アルゼンチンつれづれ(211) 1996年06月号
身延山
“ただ行ってみた”。それほどのことなのだけれど、日蓮聖人の生誕地と、原点である清澄寺と、実際にその場に立つと、あれこれ思う。
次は鎌倉とか、比叡山、佐渡、東京池上本門寺、洗足池…。
本門寺については、まだ子供達が小さくて、アルゼンチンの学校での三ヵ月間の夏休みを日本で過ごすことにしていたその頃は、日本を教えることに情熱を注いでいて、日本のことの一つに、池上本門寺境内の体操教室に通わせていた。「貴女達のご先祖様よ」と毎日おまいりをさせた。「立派なんだね」と子供達は長い石段を苦にもせずに駆け登って親しんだ。
洗足池は、昔は千束池といい、今現在私が住んでいる地名と同じだったのだが、日蓮聖人が本門寺に赴く途中に、足を洗われたことから“洗足池”と名を変えたのだそうだ。
私が「もう日本に住もう」と思いたった時、広い東京のどこに居を定めたものか…。“洗足池近く”を探した。そして、洗足池一周の散歩に丁度良い所に今は住んでいる。
身延山。地図を広げると、私のいつもの通り道、新幹線の新富士駅に降りたつと行けるらしい。
三河アララギ歌会に出席した機会を利用して、たちまち身延線に乗っていた。単線の各駅停車の座席には、心地良い陽があたりつつ、思ったより大きな富士川近く沿ってゆく。家々の庭の木と花と、畑の作物と野草と、駅のホーム際にうこん桜が満開だったり。右の山は富士山系。山吹の季節、シャガの花も一面。左側の山は赤石山脈、南アルプス公園。 最も近くの身延山系の山の木々の一本一本に新しい春色。何と沢山の初々しい緑があること。世界のいろいろな所の美しさを見てきたけれど、身延線の窓からの風景の美しさには魂消る。
身延山駅。コインロッカーに持物を全部入れて、身軽になると、さあ千百五十三メートルの頂上まで登るつもり。
日蓮聖人の身延山入山は五十三歳の時。状境、立場、質、時代…何もかも違うのであるから、私を近づけて考える何物もないけれど、今の私と年齢だけは同じで、同じ年での思いは共有出来るのではないか。彼の“あしあと”をたどって、私なりに何かを思ってみたい。
日蓮聖人の時代は、こんなではなかったはず…。参道、三門、杉木立の中の二百八十七の石段。登りきると大本堂、真骨堂、祖師堂。身延枝垂れ桜を添えた景観は何と見事なこと。
日蓮聖人が学び、耐え忍んだことによって今の巨大な荘厳になったのだろうけれど、なんだか日蓮の気持ちではないような気がするのは思い過ごし。彼の教えは広まらなければならなかったのだから。
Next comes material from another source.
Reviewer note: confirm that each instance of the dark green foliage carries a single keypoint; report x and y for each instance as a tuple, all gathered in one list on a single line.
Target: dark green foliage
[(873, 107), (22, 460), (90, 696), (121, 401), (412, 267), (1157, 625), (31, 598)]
日蓮聖人が両親を慕った思親閣へは、ロープウェイに乗った。ブッポウソーと鳴く木の葉ずくの生息地であり、山頂からは富士山が見え、房総が見え、南アルプスが見え…。こんなに神々しくも美しい山と出遇えたことも日蓮聖人の宿命だったことがよくわかる。
帰り道は、通常のコースを外れて、私の心のままに、誰ひとりに出遇うこともないような道を降りてきたら、身延川の水音大きく聞える所に、正真正銘、日蓮聖人が起居された草庵の跡に行きあたった。「ここに居られたのですか」。杉深く、淋しく、気象厳しい所。“自分の思うこと”を言うことのために、自らをこんなにも困難にされて…。
日蓮聖人を、いじらしくもいとおしく思うのだった。厚かましくも。